HSBC Bank Malta tumbled two per cent as bids failed to catch up with last week's gain. Activity was particularly low, with just 2,696 shares, having a market consideration of less than Lm17,000, being exchanged across eight transactions. The absolute majority of the day's trades were sale orders that hit a weak bid side forcing the price to lose 13c and close at Lm6.22.

Trading in Bank of Valletta shares was much steadier although here too, volume was relatively weak. During the session 2,530 shares changed hands without altering the previous closing price of Lm5.48,5.

Elsewhere, the market failed to respond to Middlesea Insurance's healthy interim results which saw the company increase its interim pre-tax profits by 39.7 per cent to Lm2.1 million.

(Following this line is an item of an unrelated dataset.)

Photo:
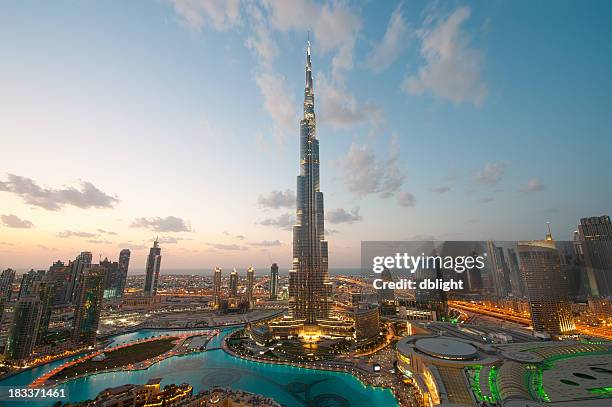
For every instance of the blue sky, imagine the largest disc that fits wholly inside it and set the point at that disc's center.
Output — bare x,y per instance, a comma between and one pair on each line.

Tokyo shares slip on profit-taking

European equities gave back some of the previous session's gains yesterday after a lacklustre close on Wall Street followed a late recovery for crude oil prices. The FTSE Eurofirst 300 was down 0.2 per cent at 1,219.74, while Frankfurt's Xetra Dax fell 0.5 per cent to 4,973.13. In Paris, the CAC 40 was 0.4 per cent lower at 4,549.29, but London's FTSE 100 climbed 0.2 per cent to 5,462.9. A bullish trading update from mobile phone company 02 helped London equities to a fresh four-year high yesterday.

Crude oil prices recovered some poise in late trade on Monday as speculators bet on a slow recovery of US production output, driving Nymex West Texas Intermediate back above $66 a barrel. This led to stocks on Wall Street paring their gains, leaving the Dow Jones Industrial Average up 0.2 per cent to 10,443.63 and the Nasdaq Composite up 0.2 per cent to 2,121.46.

Tokyo shares finished slightly lower yesterday as investors took profits after the market reached fresh four-year highs in the previous session. The benchmark Nikkei 225 average was down 0.6 per cent to 13,310.04, while the broader Topix index was 0.7 per cent lower at 1,376.70.

Share of steelmakers and banks bucked the downward trend, on optimism that next Monday's Tankan survey will show that confidence among Japan's large manufacturers has picked up.